Same channel. Same Mem0 data. Different people, different summaries.

This only works because DM memory has been accumulating context about each user from their private conversations with the bot. The longer someone uses the bot in DMs, the more personalized their !catchmeup becomes. The memory compounds.


The pattern across all three features

Looking at these three features together, there's a consistent pattern:

Feature Mem0 operation What it adds
!summarize get_all() → LLM synthesis Better read path on existing data
📌 reaction add() with explicit content Human-curated write path
🗑️ reaction search()delete(id) Human-curated delete path
!catchmeup get_all() × 2 scopes → LLM Cross-scope personalization

Mem0 is doing the hard work in all four cases: storing, indexing, retrieving.

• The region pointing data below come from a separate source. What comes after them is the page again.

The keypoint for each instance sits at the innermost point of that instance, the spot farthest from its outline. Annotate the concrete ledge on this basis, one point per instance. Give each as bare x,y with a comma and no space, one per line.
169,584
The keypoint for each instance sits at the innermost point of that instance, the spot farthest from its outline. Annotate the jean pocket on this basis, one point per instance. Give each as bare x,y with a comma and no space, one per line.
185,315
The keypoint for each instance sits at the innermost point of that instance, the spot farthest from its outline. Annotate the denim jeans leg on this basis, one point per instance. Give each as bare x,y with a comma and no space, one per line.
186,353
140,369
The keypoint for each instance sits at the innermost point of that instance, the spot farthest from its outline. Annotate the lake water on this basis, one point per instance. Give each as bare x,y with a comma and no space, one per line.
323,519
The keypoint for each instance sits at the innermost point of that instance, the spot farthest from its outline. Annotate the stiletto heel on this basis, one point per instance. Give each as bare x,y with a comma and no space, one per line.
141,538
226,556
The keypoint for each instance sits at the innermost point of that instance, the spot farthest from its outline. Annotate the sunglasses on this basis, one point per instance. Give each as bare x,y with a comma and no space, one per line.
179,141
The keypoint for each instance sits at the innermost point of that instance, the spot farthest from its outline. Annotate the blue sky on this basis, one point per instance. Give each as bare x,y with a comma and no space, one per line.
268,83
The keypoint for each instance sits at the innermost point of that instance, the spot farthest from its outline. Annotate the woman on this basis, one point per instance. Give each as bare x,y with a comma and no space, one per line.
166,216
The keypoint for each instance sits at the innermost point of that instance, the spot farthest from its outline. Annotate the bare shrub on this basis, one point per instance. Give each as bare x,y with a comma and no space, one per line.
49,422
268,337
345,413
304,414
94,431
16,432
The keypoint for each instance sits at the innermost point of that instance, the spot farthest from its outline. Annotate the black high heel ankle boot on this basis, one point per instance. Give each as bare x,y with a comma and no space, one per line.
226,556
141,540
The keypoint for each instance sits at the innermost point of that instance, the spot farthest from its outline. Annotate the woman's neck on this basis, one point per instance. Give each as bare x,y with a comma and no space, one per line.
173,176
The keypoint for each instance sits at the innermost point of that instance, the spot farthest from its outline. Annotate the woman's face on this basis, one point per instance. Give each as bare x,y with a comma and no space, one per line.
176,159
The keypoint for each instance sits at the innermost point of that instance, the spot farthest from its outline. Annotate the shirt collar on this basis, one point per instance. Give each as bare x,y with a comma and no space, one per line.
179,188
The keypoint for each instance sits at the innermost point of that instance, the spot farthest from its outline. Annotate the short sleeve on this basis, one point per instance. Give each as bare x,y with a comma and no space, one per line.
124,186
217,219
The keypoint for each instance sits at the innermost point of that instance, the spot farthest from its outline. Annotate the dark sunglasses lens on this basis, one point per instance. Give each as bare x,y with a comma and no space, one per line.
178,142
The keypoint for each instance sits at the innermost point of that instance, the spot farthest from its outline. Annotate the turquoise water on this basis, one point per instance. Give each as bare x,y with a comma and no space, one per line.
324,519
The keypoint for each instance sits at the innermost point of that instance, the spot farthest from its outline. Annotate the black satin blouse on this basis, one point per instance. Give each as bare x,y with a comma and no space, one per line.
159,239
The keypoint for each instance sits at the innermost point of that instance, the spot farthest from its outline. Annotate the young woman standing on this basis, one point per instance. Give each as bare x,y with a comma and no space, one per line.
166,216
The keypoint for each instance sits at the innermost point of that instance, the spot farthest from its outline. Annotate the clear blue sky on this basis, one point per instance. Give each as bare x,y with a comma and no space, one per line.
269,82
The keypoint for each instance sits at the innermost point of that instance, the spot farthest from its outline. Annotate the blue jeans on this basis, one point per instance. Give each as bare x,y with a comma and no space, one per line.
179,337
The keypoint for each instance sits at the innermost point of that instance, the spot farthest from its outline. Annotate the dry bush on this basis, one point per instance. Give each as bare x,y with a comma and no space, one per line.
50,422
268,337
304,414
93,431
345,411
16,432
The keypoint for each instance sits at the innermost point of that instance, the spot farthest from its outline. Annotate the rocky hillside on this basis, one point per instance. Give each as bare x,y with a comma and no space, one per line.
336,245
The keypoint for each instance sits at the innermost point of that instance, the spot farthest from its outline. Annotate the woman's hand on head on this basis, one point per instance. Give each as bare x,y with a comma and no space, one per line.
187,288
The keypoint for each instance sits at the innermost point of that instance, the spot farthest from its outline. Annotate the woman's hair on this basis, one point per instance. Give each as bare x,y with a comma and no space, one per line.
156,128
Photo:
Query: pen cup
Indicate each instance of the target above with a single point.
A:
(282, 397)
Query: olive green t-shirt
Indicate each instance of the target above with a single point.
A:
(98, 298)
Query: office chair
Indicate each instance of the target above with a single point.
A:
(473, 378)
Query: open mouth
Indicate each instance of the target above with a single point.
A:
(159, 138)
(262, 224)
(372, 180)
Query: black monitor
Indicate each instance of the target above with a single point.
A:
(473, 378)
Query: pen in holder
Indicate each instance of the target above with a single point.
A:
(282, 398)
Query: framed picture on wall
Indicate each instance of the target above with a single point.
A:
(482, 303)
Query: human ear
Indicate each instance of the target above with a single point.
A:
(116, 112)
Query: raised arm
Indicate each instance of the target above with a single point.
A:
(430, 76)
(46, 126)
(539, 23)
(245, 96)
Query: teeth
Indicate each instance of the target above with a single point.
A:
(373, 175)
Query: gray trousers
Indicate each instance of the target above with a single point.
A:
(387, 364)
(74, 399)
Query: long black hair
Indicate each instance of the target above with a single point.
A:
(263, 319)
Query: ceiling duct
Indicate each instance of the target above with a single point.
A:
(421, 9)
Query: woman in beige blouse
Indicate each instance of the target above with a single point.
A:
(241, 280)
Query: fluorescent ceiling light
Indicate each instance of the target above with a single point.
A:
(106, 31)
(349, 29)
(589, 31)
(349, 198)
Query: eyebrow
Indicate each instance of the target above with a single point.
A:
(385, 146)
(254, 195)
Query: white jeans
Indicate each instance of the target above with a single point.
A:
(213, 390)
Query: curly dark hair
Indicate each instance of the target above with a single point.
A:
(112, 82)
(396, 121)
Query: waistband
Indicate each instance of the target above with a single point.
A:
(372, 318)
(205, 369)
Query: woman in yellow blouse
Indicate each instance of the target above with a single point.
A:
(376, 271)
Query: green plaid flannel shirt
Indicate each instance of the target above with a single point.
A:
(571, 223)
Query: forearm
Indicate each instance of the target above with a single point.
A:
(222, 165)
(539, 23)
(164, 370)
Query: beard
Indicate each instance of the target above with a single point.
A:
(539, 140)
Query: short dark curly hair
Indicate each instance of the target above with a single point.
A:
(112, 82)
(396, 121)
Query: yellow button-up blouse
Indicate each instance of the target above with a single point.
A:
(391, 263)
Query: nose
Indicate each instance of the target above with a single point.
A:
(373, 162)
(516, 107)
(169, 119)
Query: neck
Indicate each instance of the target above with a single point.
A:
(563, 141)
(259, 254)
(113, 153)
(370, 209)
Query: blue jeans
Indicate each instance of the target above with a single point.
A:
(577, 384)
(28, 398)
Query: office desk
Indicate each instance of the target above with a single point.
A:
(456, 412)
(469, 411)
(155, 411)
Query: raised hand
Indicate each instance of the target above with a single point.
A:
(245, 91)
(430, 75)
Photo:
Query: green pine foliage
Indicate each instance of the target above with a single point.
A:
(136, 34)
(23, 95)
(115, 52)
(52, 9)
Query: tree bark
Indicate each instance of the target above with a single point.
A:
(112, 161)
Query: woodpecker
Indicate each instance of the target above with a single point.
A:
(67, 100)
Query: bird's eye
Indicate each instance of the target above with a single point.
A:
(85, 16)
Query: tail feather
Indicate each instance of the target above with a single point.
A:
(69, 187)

The application code is just deciding when to call which operation and how to frame the result for the LLM.

This is the real argument for using a managed memory layer instead of rolling your own vector store: you get add, search, get_all, and delete as primitives, and you can build surprisingly rich behavior by composing them.


What's next

A few directions we're thinking about:

Graph memory — Mem0 supports a graph mode that tracks relationships between entities. You could model "Alice owns the auth service", "auth service depends on user-db", and surface that graph when someone asks about a deployment.

Per-channel LLM config — store a channel's preferred model in Mem0 itself (alongside conversation memory). #architecture uses a powerful reasoning model; #random uses a fast cheap one.

!whoknows <topic> — search across all user DM scopes to find who has the most relevant memories about a given topic. Instant expert routing.